Então, da próxima vez que você ficar zangado com alguém ou achar que o que ele acredita está errado, pergunte a si mesmo: há uma pedacinha de dúvida de que você pode estar completamente errado e que há algo que você não conhece? O poder de dizer "não sei" é o poder de abrir sua mente para possibilidades infinitas. Uma dessas possibilidades está mudando completamente nossa visão do mundo, assim como Copérnico e Einstein nos ajudaram a fazer. É preciso coragem para dizer que não sei e disciplina inabalável para descobrir a verdade. No entanto, me surpreende que dificilmente alguém diga alegremente "não sei". Esta é a nossa maior fraqueza – uma demonstração de confiança sem provas ou gabando-se de saber algo baseado em conhecimento incompleto. Imagine um mundo cheio de tal experiência 'fingida'. Vamos dar outro exemplo muito semelhante. Tim Maudlin , um físico, acha que você não pode aplicar o conceito de espaço como uma dimensão ao tempo e dizer que o tempo também é uma dimensão porque o tempo tem direcionalidade intrínseca, isto é, ele se move do passado para o futuro. No espaço, no entanto, o topo para baixo e para baixo até o topo são os mesmos.

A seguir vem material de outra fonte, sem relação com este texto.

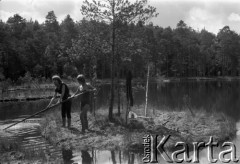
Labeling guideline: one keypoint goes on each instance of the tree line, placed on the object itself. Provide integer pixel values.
(85, 46)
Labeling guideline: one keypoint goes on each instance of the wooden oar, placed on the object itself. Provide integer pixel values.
(45, 109)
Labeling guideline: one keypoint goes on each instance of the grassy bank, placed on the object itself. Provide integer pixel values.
(181, 125)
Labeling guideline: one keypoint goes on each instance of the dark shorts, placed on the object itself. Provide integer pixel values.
(66, 109)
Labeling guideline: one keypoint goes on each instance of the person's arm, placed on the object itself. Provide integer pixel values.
(63, 93)
(91, 88)
(52, 99)
(77, 92)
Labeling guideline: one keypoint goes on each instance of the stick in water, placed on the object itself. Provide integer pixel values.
(45, 109)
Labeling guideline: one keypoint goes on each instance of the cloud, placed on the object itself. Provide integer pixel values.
(38, 9)
(200, 18)
(211, 14)
(234, 17)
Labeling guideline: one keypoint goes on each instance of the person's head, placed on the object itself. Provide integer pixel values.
(81, 79)
(56, 80)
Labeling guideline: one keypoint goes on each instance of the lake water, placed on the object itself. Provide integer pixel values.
(222, 96)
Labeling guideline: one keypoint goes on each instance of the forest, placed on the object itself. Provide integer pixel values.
(70, 47)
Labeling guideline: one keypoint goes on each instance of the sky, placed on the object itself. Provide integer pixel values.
(198, 14)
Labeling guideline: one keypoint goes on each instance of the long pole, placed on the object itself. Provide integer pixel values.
(45, 109)
(147, 90)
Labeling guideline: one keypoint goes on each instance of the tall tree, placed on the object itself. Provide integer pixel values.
(113, 11)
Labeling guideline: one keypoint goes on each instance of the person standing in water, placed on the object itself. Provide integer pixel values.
(85, 90)
(62, 88)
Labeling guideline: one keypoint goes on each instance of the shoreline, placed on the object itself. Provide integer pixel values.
(182, 126)
(45, 90)
(105, 135)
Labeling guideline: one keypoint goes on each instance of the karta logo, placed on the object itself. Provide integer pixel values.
(152, 149)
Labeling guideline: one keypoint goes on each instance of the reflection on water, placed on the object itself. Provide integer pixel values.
(215, 95)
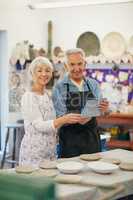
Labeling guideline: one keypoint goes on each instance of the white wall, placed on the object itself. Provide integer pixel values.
(3, 82)
(22, 23)
(68, 23)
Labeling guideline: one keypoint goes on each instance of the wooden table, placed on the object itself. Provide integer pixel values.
(124, 120)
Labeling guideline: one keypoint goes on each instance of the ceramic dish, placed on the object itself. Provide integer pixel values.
(102, 167)
(70, 167)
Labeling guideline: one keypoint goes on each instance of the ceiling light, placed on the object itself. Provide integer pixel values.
(63, 4)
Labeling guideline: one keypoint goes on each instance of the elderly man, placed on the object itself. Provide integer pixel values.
(69, 96)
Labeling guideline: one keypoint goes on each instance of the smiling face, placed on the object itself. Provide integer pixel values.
(76, 66)
(42, 75)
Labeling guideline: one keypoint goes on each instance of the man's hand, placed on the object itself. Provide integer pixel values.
(84, 120)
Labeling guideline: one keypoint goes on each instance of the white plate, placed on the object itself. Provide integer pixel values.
(70, 167)
(102, 167)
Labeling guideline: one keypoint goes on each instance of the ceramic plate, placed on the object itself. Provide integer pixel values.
(113, 45)
(102, 167)
(90, 43)
(70, 167)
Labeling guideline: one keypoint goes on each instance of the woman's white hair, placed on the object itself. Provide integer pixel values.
(38, 61)
(74, 51)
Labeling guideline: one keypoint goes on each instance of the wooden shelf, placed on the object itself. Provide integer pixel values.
(124, 119)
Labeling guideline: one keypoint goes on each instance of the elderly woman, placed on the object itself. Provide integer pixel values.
(39, 141)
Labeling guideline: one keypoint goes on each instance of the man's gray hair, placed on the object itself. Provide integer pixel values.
(38, 61)
(74, 51)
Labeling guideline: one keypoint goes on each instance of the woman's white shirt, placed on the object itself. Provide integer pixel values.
(39, 141)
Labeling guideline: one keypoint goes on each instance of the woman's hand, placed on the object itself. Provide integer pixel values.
(104, 106)
(70, 118)
(84, 120)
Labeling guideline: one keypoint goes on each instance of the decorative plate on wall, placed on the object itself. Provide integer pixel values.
(113, 45)
(89, 42)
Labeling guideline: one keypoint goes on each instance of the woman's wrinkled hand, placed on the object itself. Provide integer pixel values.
(84, 120)
(104, 106)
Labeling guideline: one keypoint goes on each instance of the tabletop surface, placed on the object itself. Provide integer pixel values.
(96, 192)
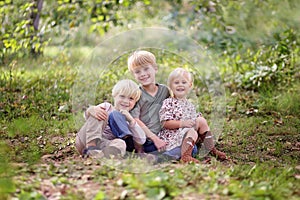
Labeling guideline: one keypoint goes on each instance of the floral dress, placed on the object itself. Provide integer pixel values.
(175, 109)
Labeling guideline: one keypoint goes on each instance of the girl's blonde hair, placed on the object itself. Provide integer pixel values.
(140, 58)
(128, 88)
(180, 72)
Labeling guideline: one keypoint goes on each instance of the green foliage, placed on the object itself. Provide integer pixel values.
(6, 172)
(270, 65)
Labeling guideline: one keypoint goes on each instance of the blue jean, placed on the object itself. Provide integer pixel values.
(119, 127)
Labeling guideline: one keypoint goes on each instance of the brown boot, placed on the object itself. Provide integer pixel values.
(186, 151)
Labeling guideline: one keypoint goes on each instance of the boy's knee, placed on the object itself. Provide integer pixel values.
(116, 115)
(120, 144)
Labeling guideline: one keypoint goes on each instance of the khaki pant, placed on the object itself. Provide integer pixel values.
(92, 130)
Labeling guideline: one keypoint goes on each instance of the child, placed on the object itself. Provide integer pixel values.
(95, 138)
(142, 64)
(180, 120)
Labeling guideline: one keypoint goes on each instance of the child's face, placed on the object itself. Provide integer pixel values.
(145, 75)
(180, 87)
(124, 102)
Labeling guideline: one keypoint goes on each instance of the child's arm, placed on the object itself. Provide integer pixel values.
(159, 143)
(139, 135)
(99, 112)
(175, 124)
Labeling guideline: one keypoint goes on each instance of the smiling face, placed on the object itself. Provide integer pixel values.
(180, 87)
(124, 102)
(180, 82)
(145, 74)
(125, 93)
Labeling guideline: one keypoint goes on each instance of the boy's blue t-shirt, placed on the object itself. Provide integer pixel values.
(147, 108)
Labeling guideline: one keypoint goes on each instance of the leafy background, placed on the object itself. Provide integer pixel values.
(254, 44)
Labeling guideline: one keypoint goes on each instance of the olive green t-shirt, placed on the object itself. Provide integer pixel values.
(147, 108)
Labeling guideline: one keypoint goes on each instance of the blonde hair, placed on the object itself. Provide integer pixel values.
(140, 58)
(180, 72)
(128, 88)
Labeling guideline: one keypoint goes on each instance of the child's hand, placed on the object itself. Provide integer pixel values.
(128, 116)
(97, 112)
(187, 123)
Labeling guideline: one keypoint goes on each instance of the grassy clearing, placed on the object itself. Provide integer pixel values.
(38, 159)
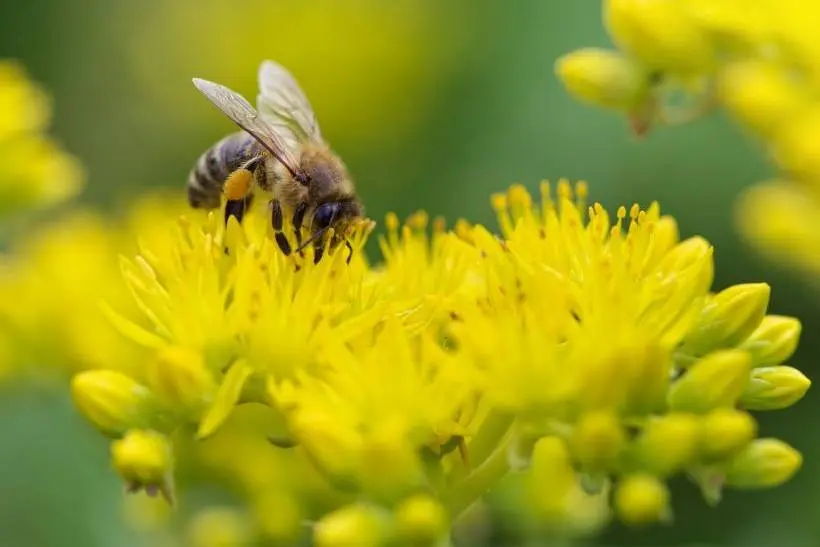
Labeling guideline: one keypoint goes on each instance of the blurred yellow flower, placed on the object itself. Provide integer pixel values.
(759, 61)
(34, 171)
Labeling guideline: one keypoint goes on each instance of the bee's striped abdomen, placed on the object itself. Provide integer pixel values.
(213, 167)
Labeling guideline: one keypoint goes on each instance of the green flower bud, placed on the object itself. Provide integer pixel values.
(143, 460)
(390, 465)
(286, 528)
(552, 478)
(356, 524)
(716, 381)
(603, 78)
(796, 148)
(774, 340)
(181, 381)
(773, 388)
(725, 431)
(763, 464)
(667, 444)
(112, 401)
(421, 521)
(660, 34)
(642, 499)
(219, 527)
(597, 440)
(728, 319)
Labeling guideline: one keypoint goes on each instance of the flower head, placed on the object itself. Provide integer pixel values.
(577, 346)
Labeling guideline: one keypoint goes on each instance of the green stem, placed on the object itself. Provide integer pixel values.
(489, 434)
(470, 489)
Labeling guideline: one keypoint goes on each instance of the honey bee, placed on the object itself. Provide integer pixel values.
(280, 151)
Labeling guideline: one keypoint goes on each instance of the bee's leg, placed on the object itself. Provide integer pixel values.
(318, 251)
(277, 221)
(349, 252)
(237, 208)
(298, 218)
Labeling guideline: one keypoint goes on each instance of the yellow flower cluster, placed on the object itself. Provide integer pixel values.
(34, 172)
(758, 61)
(582, 349)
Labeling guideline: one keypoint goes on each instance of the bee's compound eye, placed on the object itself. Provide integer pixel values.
(324, 215)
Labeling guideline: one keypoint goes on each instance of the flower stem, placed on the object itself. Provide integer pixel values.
(470, 489)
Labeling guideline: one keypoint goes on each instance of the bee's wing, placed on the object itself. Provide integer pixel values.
(283, 102)
(278, 142)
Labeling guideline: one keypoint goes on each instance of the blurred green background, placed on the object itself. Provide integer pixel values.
(433, 105)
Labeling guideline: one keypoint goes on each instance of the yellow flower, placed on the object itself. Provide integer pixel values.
(34, 172)
(756, 60)
(144, 461)
(577, 347)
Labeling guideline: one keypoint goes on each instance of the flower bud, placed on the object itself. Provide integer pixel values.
(660, 34)
(725, 431)
(774, 340)
(225, 399)
(181, 381)
(390, 465)
(143, 460)
(603, 78)
(760, 95)
(421, 520)
(596, 441)
(351, 525)
(764, 463)
(642, 499)
(728, 319)
(112, 401)
(693, 257)
(774, 388)
(714, 381)
(219, 527)
(796, 147)
(552, 478)
(667, 444)
(286, 527)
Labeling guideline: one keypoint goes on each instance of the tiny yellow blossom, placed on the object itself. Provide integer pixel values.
(34, 172)
(773, 388)
(667, 444)
(642, 499)
(728, 319)
(718, 380)
(725, 431)
(112, 401)
(581, 347)
(597, 441)
(179, 378)
(219, 527)
(358, 525)
(660, 33)
(604, 78)
(143, 459)
(763, 464)
(774, 340)
(421, 520)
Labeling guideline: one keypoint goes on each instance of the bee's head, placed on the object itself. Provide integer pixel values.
(340, 215)
(336, 214)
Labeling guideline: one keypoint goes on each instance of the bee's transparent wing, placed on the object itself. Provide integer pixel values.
(278, 142)
(283, 102)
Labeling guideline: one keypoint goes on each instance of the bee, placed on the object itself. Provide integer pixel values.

Acredite em mim, isso me ajudou a entender meus próprios preconceitos e erros e a começar a respeitar mais a todos. Eu tenho vindo a respeitar e amar a pluralidade de pensamento. Eu tenho sido felizmente provado errado muitas vezes, mas eu ganhei o amor dos meus companheiros humanos.

O outro aprendizado é que, se nos ativermos à nossa velha “memória” baseada em dogmas incorretos, como o sol gira em torno da Terra, em oposição ao que Copérnico nos ensinou é o contrário, corremos o risco de ser cegamente sobre o mundo à nossa volta. . O importante não é apenas aprender a aprender, mas também ser seletivamente "a-histórico" ou desaprender as coisas erradas e limpar nossas lápides de crenças claramente e amplamente comprovadas como falsas. Isso tem implicações importantes nos projetos de sistemas de IA.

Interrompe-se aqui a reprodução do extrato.